# Reading big data file with two different approachs

This notebook compares two methods for reading a large CSV file `(train.csv)` in Python to determine the total number of rows(fake computation). The two methods are:

- Using the **chunksize parameter in Pandas**.
- Using the **Dask** library.

The goal is to measure and compare the time taken by each approach to process a file with 135,000,000 rows(like ~5.5 GB).

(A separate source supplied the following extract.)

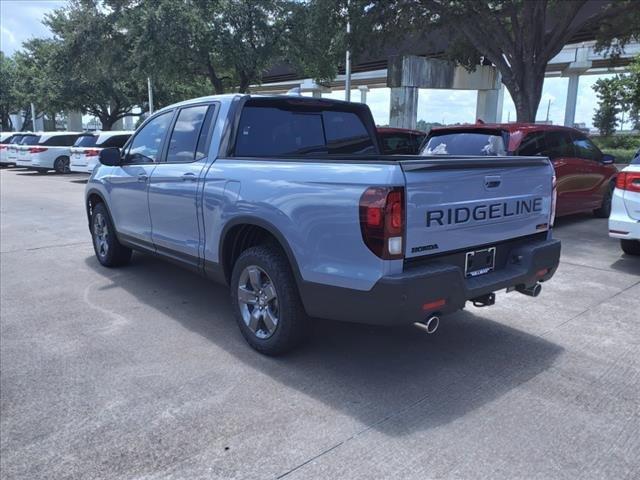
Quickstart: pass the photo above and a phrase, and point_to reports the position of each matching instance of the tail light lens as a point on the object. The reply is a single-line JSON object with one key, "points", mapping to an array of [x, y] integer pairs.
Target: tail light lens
{"points": [[37, 149], [628, 181], [554, 200], [382, 221]]}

## Method 1: Using Pandas with chunksize

This method reads the large CSV file in smaller chunks to avoid loading the entire file into memory at once. It iterates through the file piece by piece, counting the rows in each chunk.

In [2]:
import pandas as pd
import time

file_path = './data/train.csv'
chunk_size = 1_000_000
total_rows = 0

# Start timing
start_time = time.time()

chunk_iterator = pd.read_csv(file_path, chunksize=chunk_size)

# Loop through each chunk
for chunk in chunk_iterator:
    total_rows += len(chunk)

# Stop timing
end_time = time.time()
time_taken = end_time - start_time

print(f"Total rows: {total_rows}")
print(f"Time taken with Pandas (chunksize): {time_taken:.2f} seconds")


Total rows: 135000000
Time taken with Pandas (chunksize): 111.81 seconds


## Method 2: Using Dask

Dask is a parallel computing library that is designed to scale natively from a single machine to a cluster. It can handle datasets that are larger than memory by breaking them into smaller, manageable pieces (similar to Pandas chunks) and processing them in parallel.

In [3]:
import dask.dataframe as dd
import time

file_path = './data/train.csv'

# Start timing
start_time = time.time()

# Missing value in dataset issues.
# now we tell Dask to treat the 'attributed_time' column as text (object)
ddf = dd.read_csv(
    file_path,
    dtype={'attributed_time': 'object'}
)

total_rows = len(ddf)

# Stop timing
end_time = time.time()
time_taken = end_time - start_time

print(f"Total rows: {total_rows}")
print(f"Time taken with Dask: {time_taken:.2f} seconds")

Total rows: 135000000
Time taken with Dask: 64.61 seconds


Comparison and Conclusion

Here's a summary of the performance for reading 135 million rows:

| Library           | Time Taken (seconds) 
|-------------------|----------------------
| Pandas(chunksize) | 111.81               
| Dask              | 64.61                

For this task, **Dask** was significantly faster, completing the row count approximately 1.7 times quicker than the Pandas chunksize method. Dask's ability to parallelize operations allows it to process the data more efficiently.